Namun demikia, Arifin enggan merinci program yang dimaksud. Arifin mengatakan, dua program yangberpotensi dijalankan pada akhir tahun 2023 ini di antaranya pensiun dini Pembangkit Listrik Tenaga Uap (PLTU) atau pembangunan infrastruktur listrik yang biasa disebut smart grid.
“Iya antara kedua itu, karena JETP itu mengenai pensiun dini,” kata Arifin.
Sementara itu, Eksekutif Institute for Essential Service Reform (IESR), Fabby Tumiwa mengatakan salah satu program tersebut bisa saja berjalan sesuai dengan target yang telah ditentukan karena proyeknya sudah jelas dan ada. Apalagi pemerintah sudah sepakat akan menyelesaikan dokumen rencana investasi atau Comprehensive Investment and Policy Plan (CIPP) pada November 2023. Sehingga memungkinkan jika salah satu program tersebut bisa dijalankan pada akhir tahun ini.

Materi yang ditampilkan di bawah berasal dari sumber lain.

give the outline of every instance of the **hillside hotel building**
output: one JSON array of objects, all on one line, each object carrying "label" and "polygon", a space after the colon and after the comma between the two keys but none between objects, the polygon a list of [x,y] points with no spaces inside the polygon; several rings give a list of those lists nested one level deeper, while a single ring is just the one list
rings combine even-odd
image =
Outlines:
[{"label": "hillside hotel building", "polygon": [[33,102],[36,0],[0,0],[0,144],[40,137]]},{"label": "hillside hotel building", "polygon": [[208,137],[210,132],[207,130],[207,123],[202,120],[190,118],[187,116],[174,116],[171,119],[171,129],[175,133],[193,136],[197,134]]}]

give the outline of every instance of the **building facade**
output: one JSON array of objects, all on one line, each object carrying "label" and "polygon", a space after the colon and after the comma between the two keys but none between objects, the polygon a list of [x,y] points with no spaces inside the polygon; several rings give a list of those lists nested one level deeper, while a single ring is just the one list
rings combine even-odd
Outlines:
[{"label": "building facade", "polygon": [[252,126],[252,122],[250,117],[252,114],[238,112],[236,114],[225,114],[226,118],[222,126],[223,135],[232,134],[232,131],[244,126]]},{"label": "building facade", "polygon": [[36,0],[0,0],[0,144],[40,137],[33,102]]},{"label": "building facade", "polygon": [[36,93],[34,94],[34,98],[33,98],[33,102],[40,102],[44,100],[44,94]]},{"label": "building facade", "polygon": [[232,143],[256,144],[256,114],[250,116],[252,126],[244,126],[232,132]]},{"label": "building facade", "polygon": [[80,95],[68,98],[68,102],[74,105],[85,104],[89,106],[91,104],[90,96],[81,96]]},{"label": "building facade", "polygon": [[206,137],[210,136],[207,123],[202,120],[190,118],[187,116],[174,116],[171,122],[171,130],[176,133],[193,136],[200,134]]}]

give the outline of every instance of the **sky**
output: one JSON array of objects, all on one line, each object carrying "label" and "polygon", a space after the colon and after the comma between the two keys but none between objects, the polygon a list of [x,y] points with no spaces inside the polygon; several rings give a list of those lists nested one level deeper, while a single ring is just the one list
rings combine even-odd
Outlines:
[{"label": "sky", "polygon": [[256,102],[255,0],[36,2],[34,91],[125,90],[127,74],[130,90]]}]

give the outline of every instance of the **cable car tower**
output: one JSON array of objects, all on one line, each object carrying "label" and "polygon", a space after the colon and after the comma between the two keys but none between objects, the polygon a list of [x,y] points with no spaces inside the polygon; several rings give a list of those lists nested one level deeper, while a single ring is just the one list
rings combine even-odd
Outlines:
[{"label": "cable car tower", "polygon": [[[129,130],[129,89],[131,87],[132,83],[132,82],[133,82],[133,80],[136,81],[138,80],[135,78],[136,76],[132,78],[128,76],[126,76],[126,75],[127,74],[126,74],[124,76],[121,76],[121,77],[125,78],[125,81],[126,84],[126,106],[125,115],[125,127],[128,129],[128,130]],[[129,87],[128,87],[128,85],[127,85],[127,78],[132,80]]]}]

“Paling tidak pendaanaan JETP, kalau engga dari International Partners Group atau IPG, ya dari banknya yang GFANZ (Glasgow Financial Alliance for Net Zero) itu,” kata Fabby.
JETP Hanya Akomodir Program Terminasi Energi Fosil
Sebelumnya, Fabby mengatakan skema pendanaan JETP senilai US$ 20 miliar atau sekitar Rp 310 triliun hanya mengakomodir program terminasi pembangkit listrik fosil. JETP juga hanya menyasar pembangunan pembangkit listrik energi baru terbarukan (EBT).

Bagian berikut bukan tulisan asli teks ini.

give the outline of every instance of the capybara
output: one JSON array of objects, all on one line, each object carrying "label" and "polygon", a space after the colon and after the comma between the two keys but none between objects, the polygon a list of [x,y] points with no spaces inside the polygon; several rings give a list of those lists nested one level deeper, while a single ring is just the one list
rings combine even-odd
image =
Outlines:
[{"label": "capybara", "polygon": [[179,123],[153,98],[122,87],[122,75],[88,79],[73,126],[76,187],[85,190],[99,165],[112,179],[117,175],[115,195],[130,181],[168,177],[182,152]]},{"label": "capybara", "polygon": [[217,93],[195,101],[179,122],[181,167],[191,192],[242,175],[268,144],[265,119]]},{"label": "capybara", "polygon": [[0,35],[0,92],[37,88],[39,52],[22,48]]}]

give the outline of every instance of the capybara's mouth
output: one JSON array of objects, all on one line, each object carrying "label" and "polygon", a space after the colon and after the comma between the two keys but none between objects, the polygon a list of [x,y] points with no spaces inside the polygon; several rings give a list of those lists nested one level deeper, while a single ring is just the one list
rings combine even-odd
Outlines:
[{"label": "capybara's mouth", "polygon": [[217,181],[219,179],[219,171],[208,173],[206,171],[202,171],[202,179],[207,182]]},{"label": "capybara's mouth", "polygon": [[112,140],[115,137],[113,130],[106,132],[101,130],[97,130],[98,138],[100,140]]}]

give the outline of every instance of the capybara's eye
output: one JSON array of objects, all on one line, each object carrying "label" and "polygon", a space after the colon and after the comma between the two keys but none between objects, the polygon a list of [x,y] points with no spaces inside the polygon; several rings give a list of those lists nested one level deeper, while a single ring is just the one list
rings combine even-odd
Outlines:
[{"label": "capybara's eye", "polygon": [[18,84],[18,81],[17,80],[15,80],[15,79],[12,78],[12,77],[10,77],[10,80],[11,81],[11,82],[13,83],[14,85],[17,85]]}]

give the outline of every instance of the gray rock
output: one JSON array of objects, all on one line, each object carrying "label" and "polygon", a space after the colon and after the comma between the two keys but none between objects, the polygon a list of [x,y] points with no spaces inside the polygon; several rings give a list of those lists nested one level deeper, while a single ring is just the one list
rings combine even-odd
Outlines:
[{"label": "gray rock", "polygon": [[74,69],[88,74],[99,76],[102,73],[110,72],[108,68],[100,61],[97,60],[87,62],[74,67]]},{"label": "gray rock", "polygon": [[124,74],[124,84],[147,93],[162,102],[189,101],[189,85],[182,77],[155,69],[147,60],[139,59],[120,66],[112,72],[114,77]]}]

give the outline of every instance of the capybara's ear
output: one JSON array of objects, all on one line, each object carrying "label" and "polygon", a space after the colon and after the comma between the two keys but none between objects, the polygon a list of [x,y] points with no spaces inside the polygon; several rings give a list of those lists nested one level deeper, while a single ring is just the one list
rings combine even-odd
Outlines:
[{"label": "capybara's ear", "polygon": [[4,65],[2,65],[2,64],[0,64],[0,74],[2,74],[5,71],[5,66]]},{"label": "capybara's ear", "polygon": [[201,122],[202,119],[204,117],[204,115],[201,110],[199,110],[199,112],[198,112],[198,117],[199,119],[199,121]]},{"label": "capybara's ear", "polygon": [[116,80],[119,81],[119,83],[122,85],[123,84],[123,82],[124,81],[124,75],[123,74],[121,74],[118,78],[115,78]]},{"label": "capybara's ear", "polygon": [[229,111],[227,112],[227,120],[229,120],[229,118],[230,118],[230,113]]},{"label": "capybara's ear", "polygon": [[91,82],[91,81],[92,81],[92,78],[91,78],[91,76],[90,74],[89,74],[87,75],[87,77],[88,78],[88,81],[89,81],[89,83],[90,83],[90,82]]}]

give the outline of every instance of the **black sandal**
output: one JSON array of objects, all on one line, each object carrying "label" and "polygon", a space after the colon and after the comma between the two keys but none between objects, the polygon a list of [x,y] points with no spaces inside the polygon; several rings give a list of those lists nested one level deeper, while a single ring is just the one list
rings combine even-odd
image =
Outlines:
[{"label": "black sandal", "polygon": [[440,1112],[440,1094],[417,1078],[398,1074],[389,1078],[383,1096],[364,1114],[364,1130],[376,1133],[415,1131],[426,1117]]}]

"JETP hanya fokus pada power listrik, padahal untuk mencapai net zero harus mengikis emisi dari sektor industri, transportasi, energi, dan sektor perumahan," kata Fabby di Djakarta Theater pada Sabtu (24/6).
JETP pertama kali diluncurkan pada KTT Perubahan Iklim PBB ke-26 di Glasgow, Skotlandia pada 2021. Program ini merupakan inisiasi kelompok negara-negara kaya yang tergabung dalam IPG antara lain Inggris, Prancis, Jerman, Amerika Serikat (AS), dan Uni Eropa (UE).
Program pendanaan ini untuk membantu negara-negara berkembang meninggalkan energi batu bara sekaligus mendorong transisi ke penggunaan teknologi yang lebih rendah karbon.
Indonesia adalah salah satu negara yang berpotensi menerima pendanaan tersebut. Indonesia diperkirakan membutuhkan investasi transisi energi mencapai US$25-30 miliar atau sekitar Rp 393-471 triliun selama delapan tahun ke depan.